4. (50 pts.) I ran a simple logistic regression for the probability p that Y=1 as a function of X, that is, I assumed logit(p)=a+bX. I printed the X and Y values and predicted probability (p_hat), sorted in increasing order of X, to get this:

Obs X Y p_hat

1 2 1 0.77

2 3 0 0.73

3 7 1 0.55

4 9 0 0.45

5 10 1 0.40

6 12 1 0.31

7 13 0 0.27

8 15 0 0.20

9 15 0 0.20

10 19 0 0.10

Answer these questions if possible. If any is not possible mark it “NP”.

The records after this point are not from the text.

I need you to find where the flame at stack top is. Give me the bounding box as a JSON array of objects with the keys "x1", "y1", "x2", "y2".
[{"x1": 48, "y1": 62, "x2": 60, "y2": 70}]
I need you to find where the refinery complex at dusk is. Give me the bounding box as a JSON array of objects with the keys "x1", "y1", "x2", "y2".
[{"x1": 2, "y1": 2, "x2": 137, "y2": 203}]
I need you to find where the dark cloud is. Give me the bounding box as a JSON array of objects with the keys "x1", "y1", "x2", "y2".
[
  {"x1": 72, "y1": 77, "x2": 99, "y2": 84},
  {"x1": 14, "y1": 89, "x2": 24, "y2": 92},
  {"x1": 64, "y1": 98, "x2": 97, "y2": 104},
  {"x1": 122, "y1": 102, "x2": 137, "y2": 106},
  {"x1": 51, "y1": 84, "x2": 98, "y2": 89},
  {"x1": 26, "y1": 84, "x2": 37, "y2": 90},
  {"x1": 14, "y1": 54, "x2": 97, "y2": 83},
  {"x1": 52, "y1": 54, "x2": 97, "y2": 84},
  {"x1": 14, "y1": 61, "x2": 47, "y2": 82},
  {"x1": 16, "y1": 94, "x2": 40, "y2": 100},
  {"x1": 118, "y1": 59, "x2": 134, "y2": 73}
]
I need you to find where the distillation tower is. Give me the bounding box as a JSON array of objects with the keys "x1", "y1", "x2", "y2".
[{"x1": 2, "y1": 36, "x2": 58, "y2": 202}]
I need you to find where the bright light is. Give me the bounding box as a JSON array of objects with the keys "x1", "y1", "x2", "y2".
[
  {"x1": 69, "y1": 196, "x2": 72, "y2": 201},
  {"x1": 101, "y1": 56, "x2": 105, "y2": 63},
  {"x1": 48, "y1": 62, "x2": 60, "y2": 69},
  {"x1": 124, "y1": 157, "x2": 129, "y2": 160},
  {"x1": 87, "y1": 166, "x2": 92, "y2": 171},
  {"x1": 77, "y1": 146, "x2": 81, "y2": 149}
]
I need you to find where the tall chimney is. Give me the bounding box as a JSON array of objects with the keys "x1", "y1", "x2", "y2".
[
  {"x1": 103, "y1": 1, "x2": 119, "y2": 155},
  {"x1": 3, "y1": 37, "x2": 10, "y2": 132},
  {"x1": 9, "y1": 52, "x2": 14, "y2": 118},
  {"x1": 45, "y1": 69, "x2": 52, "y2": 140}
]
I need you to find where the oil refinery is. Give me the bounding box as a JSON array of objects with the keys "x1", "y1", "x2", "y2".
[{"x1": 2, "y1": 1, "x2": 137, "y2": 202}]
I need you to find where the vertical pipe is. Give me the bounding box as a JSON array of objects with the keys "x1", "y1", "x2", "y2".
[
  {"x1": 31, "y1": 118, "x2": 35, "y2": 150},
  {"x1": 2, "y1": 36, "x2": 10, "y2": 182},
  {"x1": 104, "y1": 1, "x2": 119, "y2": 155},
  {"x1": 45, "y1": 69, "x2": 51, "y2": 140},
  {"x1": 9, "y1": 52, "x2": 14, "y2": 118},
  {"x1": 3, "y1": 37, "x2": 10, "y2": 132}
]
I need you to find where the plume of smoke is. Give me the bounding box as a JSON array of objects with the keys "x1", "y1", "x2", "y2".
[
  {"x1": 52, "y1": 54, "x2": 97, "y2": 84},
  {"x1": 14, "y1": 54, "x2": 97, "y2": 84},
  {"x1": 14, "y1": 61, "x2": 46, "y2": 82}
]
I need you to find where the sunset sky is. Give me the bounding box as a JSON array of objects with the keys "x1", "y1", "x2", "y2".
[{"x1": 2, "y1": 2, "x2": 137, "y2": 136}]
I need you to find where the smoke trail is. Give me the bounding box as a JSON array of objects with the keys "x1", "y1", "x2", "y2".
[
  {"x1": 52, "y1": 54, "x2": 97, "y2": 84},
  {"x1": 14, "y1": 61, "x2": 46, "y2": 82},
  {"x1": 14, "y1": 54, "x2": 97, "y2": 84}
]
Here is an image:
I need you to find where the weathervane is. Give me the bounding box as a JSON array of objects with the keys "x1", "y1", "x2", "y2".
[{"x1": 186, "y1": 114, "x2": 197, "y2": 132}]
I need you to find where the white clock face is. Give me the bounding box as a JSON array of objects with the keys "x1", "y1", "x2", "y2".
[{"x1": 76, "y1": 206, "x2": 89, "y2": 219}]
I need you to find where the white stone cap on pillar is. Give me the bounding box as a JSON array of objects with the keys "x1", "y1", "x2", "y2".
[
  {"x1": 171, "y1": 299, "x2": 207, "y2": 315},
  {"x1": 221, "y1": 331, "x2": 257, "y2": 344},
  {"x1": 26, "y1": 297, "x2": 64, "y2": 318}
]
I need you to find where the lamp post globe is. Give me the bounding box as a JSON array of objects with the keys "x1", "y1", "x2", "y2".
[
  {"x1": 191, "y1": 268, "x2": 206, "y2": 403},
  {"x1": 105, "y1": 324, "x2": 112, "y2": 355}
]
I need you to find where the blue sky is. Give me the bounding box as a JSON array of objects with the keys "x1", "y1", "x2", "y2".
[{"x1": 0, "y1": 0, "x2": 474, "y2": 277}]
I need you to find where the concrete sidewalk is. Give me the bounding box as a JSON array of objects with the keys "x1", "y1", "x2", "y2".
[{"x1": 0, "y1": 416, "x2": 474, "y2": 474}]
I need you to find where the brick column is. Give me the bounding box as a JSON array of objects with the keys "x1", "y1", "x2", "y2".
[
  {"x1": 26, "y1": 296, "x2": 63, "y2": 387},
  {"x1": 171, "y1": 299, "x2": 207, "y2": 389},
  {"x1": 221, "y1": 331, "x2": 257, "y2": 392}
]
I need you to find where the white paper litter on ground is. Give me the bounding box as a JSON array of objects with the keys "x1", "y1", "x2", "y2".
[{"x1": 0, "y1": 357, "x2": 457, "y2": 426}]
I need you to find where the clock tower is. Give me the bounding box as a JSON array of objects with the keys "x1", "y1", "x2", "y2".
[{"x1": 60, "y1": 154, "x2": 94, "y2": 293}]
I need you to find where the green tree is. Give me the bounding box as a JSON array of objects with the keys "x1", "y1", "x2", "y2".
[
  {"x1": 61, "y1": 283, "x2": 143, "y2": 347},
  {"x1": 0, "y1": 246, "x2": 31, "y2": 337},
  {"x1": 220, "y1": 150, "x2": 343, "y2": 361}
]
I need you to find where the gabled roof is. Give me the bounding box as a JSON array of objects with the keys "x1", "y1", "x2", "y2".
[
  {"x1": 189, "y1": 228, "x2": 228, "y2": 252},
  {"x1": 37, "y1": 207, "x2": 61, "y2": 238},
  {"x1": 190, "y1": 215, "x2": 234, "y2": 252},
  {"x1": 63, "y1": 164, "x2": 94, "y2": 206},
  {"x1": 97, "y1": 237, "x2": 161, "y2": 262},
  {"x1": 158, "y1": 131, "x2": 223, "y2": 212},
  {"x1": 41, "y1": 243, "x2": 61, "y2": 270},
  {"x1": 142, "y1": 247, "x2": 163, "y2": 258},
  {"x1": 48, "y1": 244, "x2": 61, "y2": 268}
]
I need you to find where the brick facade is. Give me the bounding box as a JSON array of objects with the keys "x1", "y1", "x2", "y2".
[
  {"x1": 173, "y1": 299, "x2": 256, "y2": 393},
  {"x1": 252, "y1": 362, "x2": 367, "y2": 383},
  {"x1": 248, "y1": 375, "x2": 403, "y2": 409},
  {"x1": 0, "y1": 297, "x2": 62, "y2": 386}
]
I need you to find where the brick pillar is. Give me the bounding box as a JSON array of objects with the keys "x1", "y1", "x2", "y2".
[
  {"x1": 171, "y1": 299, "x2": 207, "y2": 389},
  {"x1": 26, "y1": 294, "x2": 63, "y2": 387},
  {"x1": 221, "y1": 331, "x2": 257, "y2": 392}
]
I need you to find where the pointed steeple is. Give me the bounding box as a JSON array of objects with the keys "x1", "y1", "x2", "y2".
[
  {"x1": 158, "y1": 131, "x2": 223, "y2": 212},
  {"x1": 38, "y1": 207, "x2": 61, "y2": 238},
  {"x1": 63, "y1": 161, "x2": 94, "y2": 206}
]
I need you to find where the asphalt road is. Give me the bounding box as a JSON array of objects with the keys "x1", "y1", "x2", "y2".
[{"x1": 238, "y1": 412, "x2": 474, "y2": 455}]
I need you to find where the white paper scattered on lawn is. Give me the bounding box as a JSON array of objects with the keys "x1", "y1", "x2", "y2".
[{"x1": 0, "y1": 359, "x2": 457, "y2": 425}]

(a) Is the logit’s slope b positive or negative?

(b) How many concordant pairs _____ discordant pairs _____ and tied pairs ____ are there?

(c) Compute the cumulative lift at depth 25 ______

(d) If I predict that Y will be 1 whenever X is less than 11 and that Y will be 0 otherwise, what will be the corresponding vertical ____ and horizontal ____ coordinates for the resulting point on the ROC curve? What will be the specificity______?

Answers with detailed explanation

1. Hyperbolic tangents range from -1 to 1 so no x will give H(x)=1.10.

2. Each X connects to each H so there are 3 weights for each of two H’s for 6 weights. Each of these two H equations has an intercept (2 bias terms). Each H then connects to Y so we have 2 more weights and 1 more bias term. There is 1 hidden layer of 2 hidden units, 8 total weights and 3 bias terms.

3. We want to solve log(2)=0.69=0.02 -0.01*(50) + 0.025*income so 0.025(income)=0.69-0.02+0.50=1.17 and thus income = 1.17/0.025 = $46.8 thousand ($46,800). Since e0.69=2 from the list, the probability is 2/(2+1)=2/3 so the odds would be (2/3)/(1-2/3)=2 (i.e. “2 to 1 odds”). To make (new odds)/(old odds)=3, we would have ln(new odds)-ln(old odds)=ln(3) or new logit – old logit = ln(3). The change in logits is the change in income (delta) multiplied by 0.025 so 0.025delta = ln(3) and, using the list of exponentials, delta=ln(3)/0.025 = 1.10/0.025=$44 so an extra 44 thousand would triple the odds. This is the same logic as for the doubling amount discussed in class and our notes but using ln(3) rather than ln(2). Because of the negative coefficient on age, young people of the same income as older people will be more likely to pay off the loans. Perhaps younger people have to take out loans to get started and then pay them off while an older person still carrying those loans may be in financial difficulty.

4. The probabilities decrease with increasing X so the slope must be negative. The first 1 is concordant with all the 6 0s to its right on the X axis (below it in the list). The next 1 is concordant with the 5 0s to its right and the other two 1s each give 4 concordant pairs for 6+5+4+4=19 concordant pairs in all. Even though there are two observations at X=15, they both have Y=0 and are not counted in the pairs having Y=1 for one element and Y=0 for the other. Thus there are no ties and with 4 1s and 6 0s there are 24 total pairs. With no ties, 24-19=5 of them must be discordant.

Column C: # 0s below each 1

Column D: # 1s below each 0

C D

Obs X Y p_hat

1 2 1 6 0.77

2 3 0 0.73 3

3 7 1 5 0.55

4 9 0 0.45 2

5 10 1 4 0.40

6 12 1 4 0.31

7 13 0 0.27 0

8 15 0 0.20 0

9 15 0 0.20 0

10 19 0 0.10 0

19 5

The 25th percentile cuts off the first two observations where the response rate is 0.50 whereas the overall response rate is 0.40 so the lift is the ratio 0.50/0.40 = 1.25 (and the gain is 25%). Using a cutoff at X=11, we correctly identify the first 3 ones (they have X<11) so we’ve identified 3 of the 4 Y=1 values for a sensitivity of 0.75, the vertical coordinate. For X larger than 11, there are 4 of the 6 Y=0 values so we have specificity 2/3 and thus the horizontal coordinate is 1/3.